Aeroporto Stretto: “Reggio Calabria esclusa dal nuovo piano di ripartizione della Ryanair”

Aeroporto dello Stretto“L’esclusione dell’aeroporto ‘Tito Minniti’ dal nuovo piano di ripartizione della più grande compagnia Low Cost mondiale Ryanair, che ha deciso d’investire esclusivamente sugli scali di Lamezia e Crotone – nel silenzio assoluto del Governo Regionale e del Governo nazionale – rischia di prostrare ulteriormente le ambizioni dell’aeroscalo dell’unica Città Metropolitana della Calabria, mortificando il diritto alla mobilità di un vasto bacino di utenza”. E’ quanto sostiene il presidente del gruppo di Forza Italia alla Regione Alessandro Nicolò. “Una brutta notizia per l’aeroporto dello Stretto estromesso dagli importanti circuiti della compagnia irlandese, contrariamente alle promesse di sviluppo dell’importante infrastruttura, annunciate sia dal premier Renzi che dal presidente Oliverio” - evidenzia l’esponente politico. “Un rilancio in grande stile quello di Ryanair o di analoghe compagnie che potrebbe sortire effetti significativi per la tutela dell’aeroporto dello Stretto. Quali sono le motivazioni di queste scelte?
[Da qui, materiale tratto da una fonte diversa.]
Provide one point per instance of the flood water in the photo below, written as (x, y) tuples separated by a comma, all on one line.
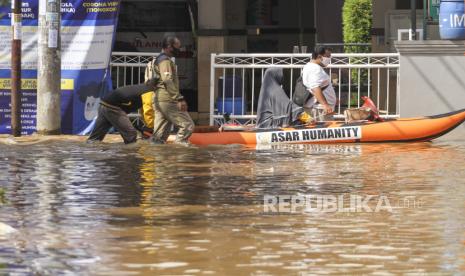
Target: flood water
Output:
[(165, 210)]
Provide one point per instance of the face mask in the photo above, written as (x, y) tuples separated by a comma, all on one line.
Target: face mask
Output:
[(175, 52), (326, 61)]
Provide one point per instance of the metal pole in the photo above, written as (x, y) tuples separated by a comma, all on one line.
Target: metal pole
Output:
[(301, 29), (49, 69), (16, 69), (413, 4)]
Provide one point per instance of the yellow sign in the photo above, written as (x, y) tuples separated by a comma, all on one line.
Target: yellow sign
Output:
[(31, 84)]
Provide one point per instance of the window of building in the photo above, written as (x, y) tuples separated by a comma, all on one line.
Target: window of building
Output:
[(154, 16), (405, 4)]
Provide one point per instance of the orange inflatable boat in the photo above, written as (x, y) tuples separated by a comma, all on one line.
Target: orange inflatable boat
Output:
[(389, 131)]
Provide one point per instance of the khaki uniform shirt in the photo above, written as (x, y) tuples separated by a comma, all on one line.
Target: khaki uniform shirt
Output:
[(167, 88)]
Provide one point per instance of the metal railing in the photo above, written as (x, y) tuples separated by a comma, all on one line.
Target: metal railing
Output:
[(128, 68), (235, 82)]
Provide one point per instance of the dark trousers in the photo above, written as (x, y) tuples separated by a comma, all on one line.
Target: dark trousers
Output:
[(113, 117)]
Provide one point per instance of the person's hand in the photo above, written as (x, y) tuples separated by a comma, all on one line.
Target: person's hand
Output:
[(182, 105), (328, 109)]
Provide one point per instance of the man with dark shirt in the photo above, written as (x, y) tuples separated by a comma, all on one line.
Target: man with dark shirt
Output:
[(113, 111)]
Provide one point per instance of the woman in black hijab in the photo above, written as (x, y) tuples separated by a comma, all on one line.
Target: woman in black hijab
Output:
[(275, 109)]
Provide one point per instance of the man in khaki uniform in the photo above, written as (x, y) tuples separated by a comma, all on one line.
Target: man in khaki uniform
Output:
[(169, 105)]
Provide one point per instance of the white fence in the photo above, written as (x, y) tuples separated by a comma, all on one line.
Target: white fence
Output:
[(128, 68), (236, 78)]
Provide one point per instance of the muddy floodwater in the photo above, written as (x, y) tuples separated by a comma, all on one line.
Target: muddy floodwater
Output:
[(77, 209)]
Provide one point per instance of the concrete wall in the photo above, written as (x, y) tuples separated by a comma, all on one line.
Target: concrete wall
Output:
[(329, 21), (432, 79)]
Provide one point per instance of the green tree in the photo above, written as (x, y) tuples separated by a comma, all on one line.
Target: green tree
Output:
[(357, 22)]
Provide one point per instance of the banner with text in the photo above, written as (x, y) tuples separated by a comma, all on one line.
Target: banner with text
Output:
[(87, 35)]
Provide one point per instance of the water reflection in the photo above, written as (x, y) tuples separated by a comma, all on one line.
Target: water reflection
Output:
[(109, 209)]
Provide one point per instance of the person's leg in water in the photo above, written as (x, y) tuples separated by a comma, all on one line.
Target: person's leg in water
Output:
[(102, 126)]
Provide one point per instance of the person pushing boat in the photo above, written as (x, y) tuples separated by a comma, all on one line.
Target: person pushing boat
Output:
[(114, 109)]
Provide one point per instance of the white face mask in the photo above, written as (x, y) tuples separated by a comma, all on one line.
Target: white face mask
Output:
[(326, 61)]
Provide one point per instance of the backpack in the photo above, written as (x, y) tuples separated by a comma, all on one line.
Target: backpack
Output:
[(152, 77), (301, 94)]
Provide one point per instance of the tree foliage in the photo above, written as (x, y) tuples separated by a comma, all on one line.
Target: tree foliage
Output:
[(357, 22)]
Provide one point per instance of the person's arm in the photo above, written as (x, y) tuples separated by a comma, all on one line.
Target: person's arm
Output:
[(166, 75), (318, 93)]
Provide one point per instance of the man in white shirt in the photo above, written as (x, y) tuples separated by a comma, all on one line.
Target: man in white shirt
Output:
[(318, 82)]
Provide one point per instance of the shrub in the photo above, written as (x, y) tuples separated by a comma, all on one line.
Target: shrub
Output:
[(357, 23)]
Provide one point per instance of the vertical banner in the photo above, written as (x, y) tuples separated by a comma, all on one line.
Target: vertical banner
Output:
[(87, 34)]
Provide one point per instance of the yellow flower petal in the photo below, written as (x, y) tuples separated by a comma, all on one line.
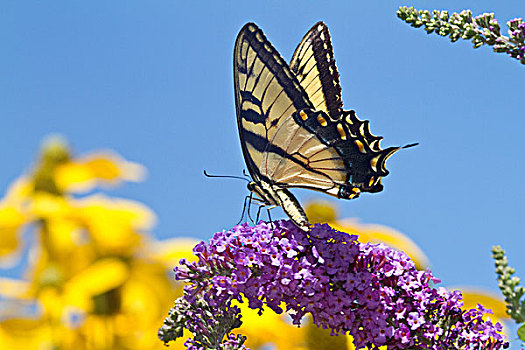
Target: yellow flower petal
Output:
[(84, 173), (114, 224), (45, 205), (12, 288), (25, 334), (11, 221), (102, 276)]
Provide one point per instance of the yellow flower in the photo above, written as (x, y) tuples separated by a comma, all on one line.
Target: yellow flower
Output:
[(84, 173), (116, 226)]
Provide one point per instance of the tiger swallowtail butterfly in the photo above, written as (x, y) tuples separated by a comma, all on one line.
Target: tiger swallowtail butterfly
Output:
[(293, 129)]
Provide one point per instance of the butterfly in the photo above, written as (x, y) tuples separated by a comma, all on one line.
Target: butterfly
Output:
[(292, 126)]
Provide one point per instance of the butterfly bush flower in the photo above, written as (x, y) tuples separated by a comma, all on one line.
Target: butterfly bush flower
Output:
[(483, 29), (369, 291)]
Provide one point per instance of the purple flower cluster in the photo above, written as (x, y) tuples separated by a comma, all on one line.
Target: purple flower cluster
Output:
[(370, 291)]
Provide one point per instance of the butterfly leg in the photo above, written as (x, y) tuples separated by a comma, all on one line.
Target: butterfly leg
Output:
[(244, 207), (270, 216)]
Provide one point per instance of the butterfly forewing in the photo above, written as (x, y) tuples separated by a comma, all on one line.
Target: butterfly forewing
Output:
[(314, 65), (266, 93), (293, 130)]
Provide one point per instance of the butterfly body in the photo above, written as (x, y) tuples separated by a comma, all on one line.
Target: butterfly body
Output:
[(293, 129)]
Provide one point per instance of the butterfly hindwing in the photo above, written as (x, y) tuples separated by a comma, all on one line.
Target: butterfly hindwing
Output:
[(314, 65), (293, 129)]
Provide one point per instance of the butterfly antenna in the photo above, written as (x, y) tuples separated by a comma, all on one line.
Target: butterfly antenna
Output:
[(409, 145), (226, 176)]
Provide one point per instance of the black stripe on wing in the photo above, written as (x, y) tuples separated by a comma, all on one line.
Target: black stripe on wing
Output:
[(266, 92), (314, 65), (359, 149)]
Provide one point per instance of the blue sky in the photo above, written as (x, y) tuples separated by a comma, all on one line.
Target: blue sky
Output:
[(153, 81)]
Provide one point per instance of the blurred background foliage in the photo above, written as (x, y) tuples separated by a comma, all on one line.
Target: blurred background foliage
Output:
[(96, 278)]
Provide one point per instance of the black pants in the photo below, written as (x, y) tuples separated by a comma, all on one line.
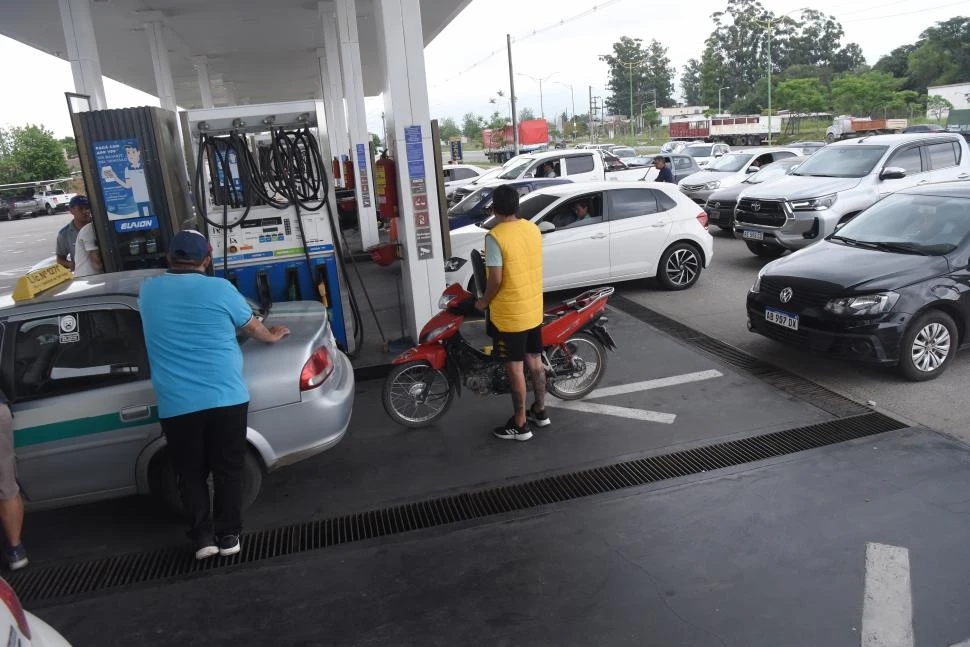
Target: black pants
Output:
[(212, 440)]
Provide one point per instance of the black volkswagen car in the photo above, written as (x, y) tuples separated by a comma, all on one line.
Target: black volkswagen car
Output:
[(892, 286)]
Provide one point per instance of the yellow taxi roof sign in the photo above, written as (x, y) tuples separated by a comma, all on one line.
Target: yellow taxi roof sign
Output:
[(33, 283)]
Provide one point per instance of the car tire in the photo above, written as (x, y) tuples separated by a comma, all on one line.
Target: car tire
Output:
[(764, 251), (680, 266), (163, 482), (928, 346)]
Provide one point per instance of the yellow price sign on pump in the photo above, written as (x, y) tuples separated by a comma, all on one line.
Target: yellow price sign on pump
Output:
[(33, 283)]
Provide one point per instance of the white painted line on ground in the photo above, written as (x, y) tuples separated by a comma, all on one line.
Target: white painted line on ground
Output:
[(660, 383), (887, 609), (609, 410)]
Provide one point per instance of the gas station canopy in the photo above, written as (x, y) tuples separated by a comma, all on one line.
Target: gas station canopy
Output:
[(256, 51)]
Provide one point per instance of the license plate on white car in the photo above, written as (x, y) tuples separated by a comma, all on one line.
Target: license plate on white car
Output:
[(783, 319)]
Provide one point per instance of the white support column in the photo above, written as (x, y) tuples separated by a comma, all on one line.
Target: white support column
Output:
[(332, 80), (201, 64), (353, 81), (164, 84), (409, 135), (82, 50)]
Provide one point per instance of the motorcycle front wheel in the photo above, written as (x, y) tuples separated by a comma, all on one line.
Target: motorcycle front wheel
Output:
[(585, 358), (416, 395)]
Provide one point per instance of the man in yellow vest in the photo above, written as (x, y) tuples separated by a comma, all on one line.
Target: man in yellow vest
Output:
[(513, 297)]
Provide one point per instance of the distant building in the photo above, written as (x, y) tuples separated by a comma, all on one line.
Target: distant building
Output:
[(956, 93)]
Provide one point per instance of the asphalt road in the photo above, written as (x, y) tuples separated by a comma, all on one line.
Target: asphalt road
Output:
[(715, 305)]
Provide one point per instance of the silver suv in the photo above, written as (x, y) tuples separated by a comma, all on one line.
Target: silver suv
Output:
[(838, 182)]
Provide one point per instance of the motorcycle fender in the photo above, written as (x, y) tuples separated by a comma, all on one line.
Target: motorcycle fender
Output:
[(602, 335), (433, 354)]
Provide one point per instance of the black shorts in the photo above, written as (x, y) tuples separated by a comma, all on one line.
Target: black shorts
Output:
[(513, 346)]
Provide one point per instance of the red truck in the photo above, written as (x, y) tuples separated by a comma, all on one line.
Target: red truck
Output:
[(500, 145)]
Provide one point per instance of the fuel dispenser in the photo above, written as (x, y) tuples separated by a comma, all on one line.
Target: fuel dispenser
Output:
[(136, 183), (260, 183)]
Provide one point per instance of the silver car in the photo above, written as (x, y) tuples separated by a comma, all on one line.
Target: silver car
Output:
[(75, 368)]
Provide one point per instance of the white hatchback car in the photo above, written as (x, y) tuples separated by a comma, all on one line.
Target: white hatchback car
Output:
[(633, 230)]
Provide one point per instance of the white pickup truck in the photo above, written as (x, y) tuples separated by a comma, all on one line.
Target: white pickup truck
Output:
[(42, 201)]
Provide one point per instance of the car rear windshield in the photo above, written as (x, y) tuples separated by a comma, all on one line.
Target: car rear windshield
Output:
[(530, 207), (730, 163), (914, 223), (842, 161)]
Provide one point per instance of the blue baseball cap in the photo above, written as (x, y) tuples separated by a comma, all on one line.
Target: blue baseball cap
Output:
[(189, 245)]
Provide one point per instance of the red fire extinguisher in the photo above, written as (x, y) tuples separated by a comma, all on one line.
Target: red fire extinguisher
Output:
[(385, 179), (348, 173)]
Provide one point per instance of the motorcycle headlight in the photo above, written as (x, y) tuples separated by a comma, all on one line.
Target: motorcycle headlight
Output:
[(869, 304), (454, 264), (814, 204)]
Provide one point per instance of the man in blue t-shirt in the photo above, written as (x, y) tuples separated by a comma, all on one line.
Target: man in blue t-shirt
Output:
[(190, 322)]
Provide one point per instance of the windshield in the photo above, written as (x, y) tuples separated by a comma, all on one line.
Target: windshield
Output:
[(516, 170), (842, 161), (699, 151), (471, 201), (908, 223), (730, 163), (530, 207)]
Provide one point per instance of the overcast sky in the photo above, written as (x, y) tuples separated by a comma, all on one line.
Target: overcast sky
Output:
[(569, 52)]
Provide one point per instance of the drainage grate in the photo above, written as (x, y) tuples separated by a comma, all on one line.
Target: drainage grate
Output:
[(42, 584), (781, 379)]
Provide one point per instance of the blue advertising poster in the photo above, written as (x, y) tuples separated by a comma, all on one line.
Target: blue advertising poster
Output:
[(415, 151), (124, 188)]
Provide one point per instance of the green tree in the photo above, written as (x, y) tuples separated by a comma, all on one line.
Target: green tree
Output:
[(802, 95), (937, 105), (447, 128), (690, 82), (30, 154), (471, 126)]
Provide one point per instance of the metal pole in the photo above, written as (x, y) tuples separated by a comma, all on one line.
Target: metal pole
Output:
[(515, 123)]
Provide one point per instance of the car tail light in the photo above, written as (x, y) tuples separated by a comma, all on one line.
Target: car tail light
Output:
[(13, 604), (702, 218), (316, 370)]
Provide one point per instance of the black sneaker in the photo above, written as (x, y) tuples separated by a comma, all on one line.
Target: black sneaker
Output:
[(15, 557), (537, 418), (228, 545), (511, 431)]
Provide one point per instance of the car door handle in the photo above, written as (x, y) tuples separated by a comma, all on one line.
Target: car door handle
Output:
[(131, 414)]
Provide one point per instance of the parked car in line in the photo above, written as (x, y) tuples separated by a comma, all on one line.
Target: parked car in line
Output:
[(730, 169), (889, 287), (475, 208), (720, 205), (21, 627), (85, 415), (838, 182), (633, 231), (706, 153), (456, 175)]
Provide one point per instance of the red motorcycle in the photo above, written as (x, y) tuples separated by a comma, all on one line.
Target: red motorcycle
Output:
[(425, 379)]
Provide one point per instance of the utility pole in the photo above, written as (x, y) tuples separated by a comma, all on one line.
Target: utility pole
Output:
[(515, 122)]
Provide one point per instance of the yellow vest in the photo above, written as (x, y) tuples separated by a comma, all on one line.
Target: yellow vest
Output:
[(518, 304)]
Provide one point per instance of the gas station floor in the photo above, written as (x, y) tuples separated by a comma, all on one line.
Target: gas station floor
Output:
[(706, 499)]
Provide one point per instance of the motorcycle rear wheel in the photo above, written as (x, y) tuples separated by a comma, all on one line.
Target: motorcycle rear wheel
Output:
[(416, 395), (591, 352)]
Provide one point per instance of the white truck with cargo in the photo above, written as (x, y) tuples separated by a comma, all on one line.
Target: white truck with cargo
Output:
[(838, 182)]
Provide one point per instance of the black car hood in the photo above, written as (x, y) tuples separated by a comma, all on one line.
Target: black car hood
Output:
[(840, 269)]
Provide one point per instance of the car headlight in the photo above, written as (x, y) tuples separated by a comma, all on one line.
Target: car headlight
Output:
[(454, 264), (869, 304), (814, 204)]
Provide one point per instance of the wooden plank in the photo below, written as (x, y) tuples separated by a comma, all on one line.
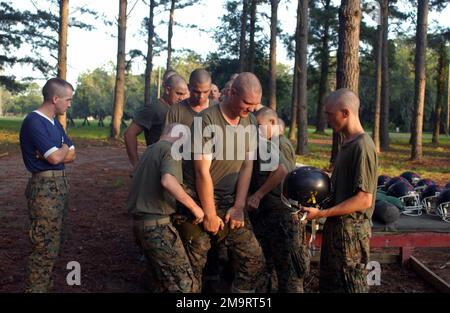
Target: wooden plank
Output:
[(382, 258), (428, 275), (397, 240)]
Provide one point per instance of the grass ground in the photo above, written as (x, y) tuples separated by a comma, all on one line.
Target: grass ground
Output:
[(435, 163)]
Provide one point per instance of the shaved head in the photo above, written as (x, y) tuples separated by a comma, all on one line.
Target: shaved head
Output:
[(175, 81), (247, 83), (265, 114), (169, 73), (343, 98), (282, 125), (55, 87), (199, 76)]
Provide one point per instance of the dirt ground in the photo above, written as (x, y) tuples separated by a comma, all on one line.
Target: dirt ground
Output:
[(98, 231)]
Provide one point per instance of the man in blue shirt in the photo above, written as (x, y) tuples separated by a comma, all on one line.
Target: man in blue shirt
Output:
[(45, 149)]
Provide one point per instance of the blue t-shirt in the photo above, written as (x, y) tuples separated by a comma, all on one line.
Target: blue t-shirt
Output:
[(40, 133)]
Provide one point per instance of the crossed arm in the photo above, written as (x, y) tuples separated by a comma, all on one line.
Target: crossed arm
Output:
[(171, 184)]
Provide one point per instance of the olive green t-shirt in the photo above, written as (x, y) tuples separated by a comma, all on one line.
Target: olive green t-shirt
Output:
[(227, 162), (152, 118), (183, 113), (147, 196), (260, 176), (287, 149), (355, 169)]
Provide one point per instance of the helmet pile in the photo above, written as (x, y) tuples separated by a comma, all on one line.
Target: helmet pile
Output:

Vi sono state riunioni romane? Che ruolo ha avuto la Regione?” - prosegue Alessandro Nicolò. “Paradossale che non si sia prestata la giusta attenzione verso uno scalo aeroportuale individuato quale snodo strategico di collegamento per l’invidiabile posizione geografica. Riteniamo che , anche per l’aeroporto Metropolitano dello Stretto, si avvii lo stesso percorso giustamente intrapreso per l’aeroporto di Lamezia su cui si continuano ad investire ingenti somme e per il ‘Sant’Anna’ di Crotone, capace di attrarre nuovi investimenti grazie ad una significativa coesione delle Istituzioni” – evidenzia il Capogruppo di Fi. “Come diceva Nietzsche ‘Bisogna avere buona memoria per mantenere le promesse’”. “Attendiamo che il presidente Oliverio faccia sentire la sua voce sull’esclusione dello scalo reggino dal Piano Ryanair 2017, in occasione del prossimo incontro in programma a Crotone con i vertici della compagnia irlandese. Sarebbe un’ottima occasione per un minimo di concretezza rispetto ad una politica che deve guardare al fare e ai risultati”, conclude Alessandro Nicolò.